If you’re struggling to get a traditional finance arrangement, you might want to consider a guarantor loan to help you get behind the wheel of a new car.
Here’s what you need to know about them, and how they could help you.
Try taking out a regular finance agreement first
Before looking at guarantor loans, you should always check to see if you could get approved for a regular finance agreement, even if you think you might have a poor credit score. You can do this through AA Car Finance.
When you apply for finance, the provider will run various checks on you. They’ll examine your credit history and look at your finances, to check whether they think you’ll be able to pay on time. But if you’ve previously missed payments or got into money trouble, providers might reject your application.
This is when you should look at guarantor loans. They’re usually personal loans used to pay for the car – rather than being used for a PCP or HP car finance option.
What is a guarantor?
A guarantor is another person that essentially guarantees that you’ll be able to repay a loan if you miss or default on a payment.
A guarantor is typically a family member or a close friend, and they’ll have to meet certain requirements to be able to act as the guarantor.

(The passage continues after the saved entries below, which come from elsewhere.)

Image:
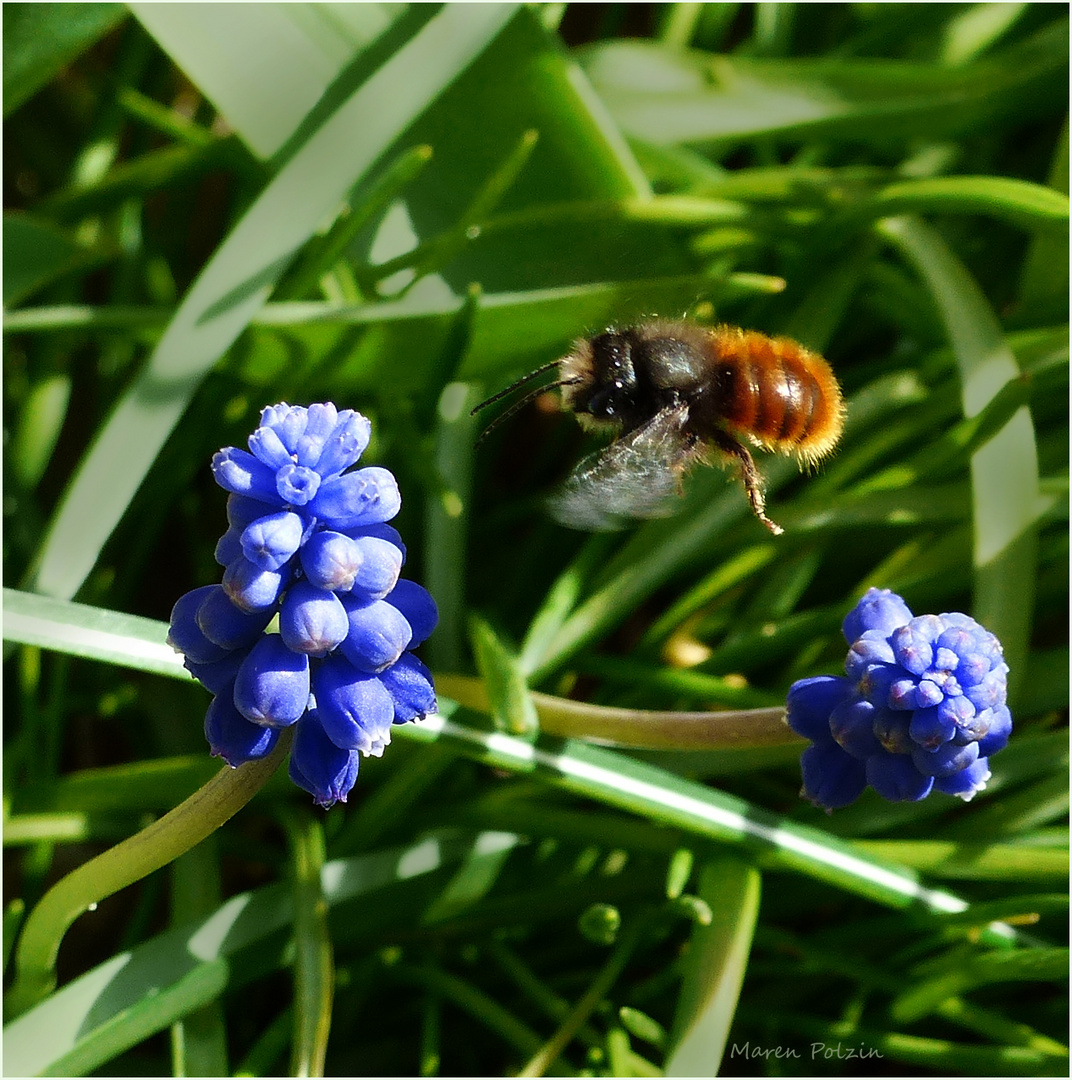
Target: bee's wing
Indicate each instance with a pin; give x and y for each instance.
(638, 475)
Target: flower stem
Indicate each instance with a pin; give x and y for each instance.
(165, 839)
(638, 727)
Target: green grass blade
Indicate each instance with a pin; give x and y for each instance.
(111, 1008)
(1030, 205)
(39, 39)
(1005, 471)
(236, 281)
(715, 968)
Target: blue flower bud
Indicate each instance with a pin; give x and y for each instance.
(268, 448)
(870, 649)
(409, 684)
(998, 732)
(852, 725)
(378, 636)
(228, 548)
(355, 709)
(272, 685)
(330, 561)
(228, 625)
(932, 727)
(312, 620)
(945, 760)
(811, 702)
(379, 569)
(966, 783)
(217, 677)
(321, 421)
(310, 540)
(416, 604)
(344, 445)
(913, 644)
(253, 589)
(297, 485)
(365, 497)
(186, 636)
(879, 609)
(831, 778)
(232, 737)
(895, 778)
(382, 531)
(319, 766)
(928, 704)
(271, 540)
(241, 473)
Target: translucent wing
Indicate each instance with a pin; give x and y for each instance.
(638, 475)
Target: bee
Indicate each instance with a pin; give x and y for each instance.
(673, 393)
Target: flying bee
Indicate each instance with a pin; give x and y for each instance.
(673, 392)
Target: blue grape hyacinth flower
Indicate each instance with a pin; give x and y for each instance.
(308, 551)
(921, 707)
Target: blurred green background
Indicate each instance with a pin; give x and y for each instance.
(213, 207)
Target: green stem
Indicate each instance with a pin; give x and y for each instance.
(314, 961)
(638, 728)
(177, 832)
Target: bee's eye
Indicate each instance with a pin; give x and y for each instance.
(602, 403)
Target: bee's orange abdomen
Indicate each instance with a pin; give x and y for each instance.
(777, 392)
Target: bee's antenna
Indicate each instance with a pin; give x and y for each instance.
(518, 405)
(514, 386)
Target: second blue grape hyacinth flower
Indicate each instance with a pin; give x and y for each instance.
(921, 707)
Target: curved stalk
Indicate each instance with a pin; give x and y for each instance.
(130, 861)
(638, 728)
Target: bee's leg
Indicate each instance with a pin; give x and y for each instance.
(749, 476)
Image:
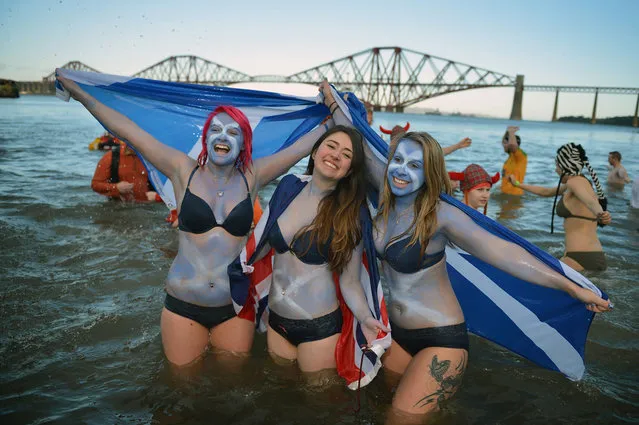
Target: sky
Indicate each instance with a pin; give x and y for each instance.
(589, 43)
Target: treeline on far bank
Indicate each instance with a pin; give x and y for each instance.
(626, 121)
(9, 88)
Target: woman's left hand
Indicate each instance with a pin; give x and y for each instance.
(371, 328)
(604, 218)
(325, 89)
(593, 301)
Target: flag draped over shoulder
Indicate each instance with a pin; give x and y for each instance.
(348, 353)
(174, 113)
(541, 324)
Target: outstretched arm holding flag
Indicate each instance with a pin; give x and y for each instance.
(502, 288)
(198, 143)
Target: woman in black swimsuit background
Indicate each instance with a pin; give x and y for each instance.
(581, 208)
(215, 196)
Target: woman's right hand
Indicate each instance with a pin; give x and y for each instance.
(604, 218)
(69, 85)
(325, 89)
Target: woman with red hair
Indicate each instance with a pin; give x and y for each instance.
(475, 183)
(215, 197)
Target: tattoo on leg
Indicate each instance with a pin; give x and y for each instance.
(448, 385)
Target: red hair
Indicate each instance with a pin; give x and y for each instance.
(246, 155)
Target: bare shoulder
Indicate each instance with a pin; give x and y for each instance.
(577, 183)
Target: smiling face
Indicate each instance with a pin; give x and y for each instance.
(224, 140)
(333, 157)
(478, 197)
(406, 168)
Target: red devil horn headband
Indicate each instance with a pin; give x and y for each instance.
(385, 131)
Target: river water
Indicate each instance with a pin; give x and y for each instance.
(82, 289)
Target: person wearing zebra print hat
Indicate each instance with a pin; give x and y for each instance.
(581, 207)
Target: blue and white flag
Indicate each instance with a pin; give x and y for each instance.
(541, 324)
(174, 113)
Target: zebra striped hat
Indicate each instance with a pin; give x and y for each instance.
(571, 159)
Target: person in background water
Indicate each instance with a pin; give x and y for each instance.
(104, 143)
(125, 178)
(429, 350)
(617, 176)
(634, 202)
(516, 163)
(581, 208)
(475, 183)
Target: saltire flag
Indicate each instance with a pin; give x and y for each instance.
(348, 352)
(544, 325)
(174, 113)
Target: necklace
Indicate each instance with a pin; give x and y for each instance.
(402, 214)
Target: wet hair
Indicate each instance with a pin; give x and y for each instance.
(425, 207)
(245, 158)
(616, 155)
(338, 212)
(571, 159)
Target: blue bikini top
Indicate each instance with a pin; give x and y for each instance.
(406, 259)
(308, 251)
(197, 217)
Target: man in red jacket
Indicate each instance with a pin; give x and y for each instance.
(125, 178)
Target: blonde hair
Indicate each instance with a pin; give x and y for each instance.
(425, 206)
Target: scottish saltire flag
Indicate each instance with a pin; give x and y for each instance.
(348, 353)
(174, 113)
(541, 324)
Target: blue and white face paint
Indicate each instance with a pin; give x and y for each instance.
(406, 168)
(224, 140)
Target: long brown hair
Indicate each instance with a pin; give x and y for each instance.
(425, 206)
(337, 217)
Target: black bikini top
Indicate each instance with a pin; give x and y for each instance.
(197, 217)
(306, 250)
(406, 259)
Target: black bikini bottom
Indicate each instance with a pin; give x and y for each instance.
(208, 317)
(415, 340)
(299, 331)
(589, 260)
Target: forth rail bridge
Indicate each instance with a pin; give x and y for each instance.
(389, 78)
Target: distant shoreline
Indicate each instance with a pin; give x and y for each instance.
(625, 121)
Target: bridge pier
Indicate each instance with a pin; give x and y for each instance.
(515, 113)
(554, 111)
(635, 119)
(593, 120)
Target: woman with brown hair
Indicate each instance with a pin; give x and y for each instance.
(313, 225)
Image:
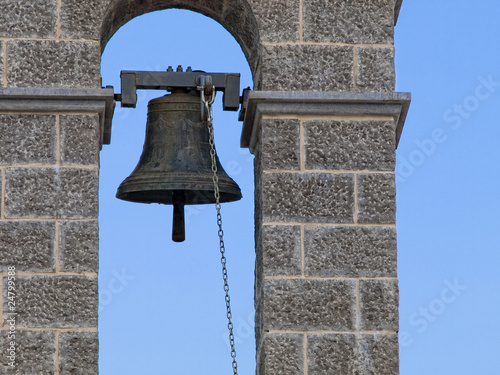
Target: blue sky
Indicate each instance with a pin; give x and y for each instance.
(162, 304)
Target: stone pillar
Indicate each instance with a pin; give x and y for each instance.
(324, 132)
(49, 175)
(326, 286)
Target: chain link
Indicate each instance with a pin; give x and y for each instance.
(208, 107)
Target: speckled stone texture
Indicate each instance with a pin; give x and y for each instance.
(79, 246)
(376, 198)
(281, 251)
(375, 69)
(56, 301)
(51, 193)
(307, 67)
(349, 21)
(62, 64)
(27, 18)
(29, 246)
(278, 19)
(27, 139)
(2, 45)
(332, 354)
(300, 304)
(280, 144)
(34, 352)
(350, 145)
(379, 304)
(80, 135)
(282, 354)
(350, 355)
(308, 197)
(82, 19)
(78, 353)
(350, 252)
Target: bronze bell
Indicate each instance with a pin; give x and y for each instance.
(175, 166)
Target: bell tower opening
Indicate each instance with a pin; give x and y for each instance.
(161, 304)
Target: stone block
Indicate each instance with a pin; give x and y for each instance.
(278, 20)
(376, 198)
(56, 301)
(280, 143)
(34, 352)
(82, 19)
(307, 67)
(307, 197)
(349, 21)
(51, 193)
(302, 304)
(28, 19)
(348, 354)
(350, 145)
(2, 46)
(64, 64)
(280, 250)
(379, 354)
(332, 354)
(78, 351)
(79, 246)
(375, 70)
(80, 139)
(350, 252)
(29, 246)
(379, 305)
(281, 354)
(27, 139)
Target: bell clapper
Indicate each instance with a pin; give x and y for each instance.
(178, 228)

What requirements does a guarantor have to meet?
Guarantor terms and conditions can vary depending on contract, but the requirements are the same for most loans.
It’s recommended to ask a close family member or friend to be your guarantor. But if they’re financially linked to you – a partner, for example – they’re not usually able to act as the guarantor.
Guarantors are also typically required to be 21 or over, and they must have a good credit history themselves. This means that they’ll have a track record in repaying loans on time. It also helps if they’re a homeowner, too – though they might still be considered if they can show they’ve always been reliable with their home rent payments.
As a guarantor, they’ll be expected to provide information about themselves and their finances – including bank statements, financial details and various forms of ID.
What should someone consider before being a guarantor?
There’s a lot of trust involved in being a guarantor. If you’re asked to be one, think long and hard about whether you believe the person will be able to make their payments on their own.
Because if they don’t, you’ll be the one paying. You need to consider whether you can afford their repayments, as well as your other bills. If you, either as the guarantor or borrower, defaults on payments, you can face legal action and damage to your credit score.
What’s the benefit of guarantor loans?
For most people, using guarantor loans to pay for a car is a last resort, so the key benefit is that you’re able to get behind the wheel of a new vehicle.
It works best if you’re young, have a limited credit history or haven’t kept up with payments in the past. Proving you can make consistent repayments on your guarantor loan can help build your credit score. It might also allow you to qualify for other finance options in the future.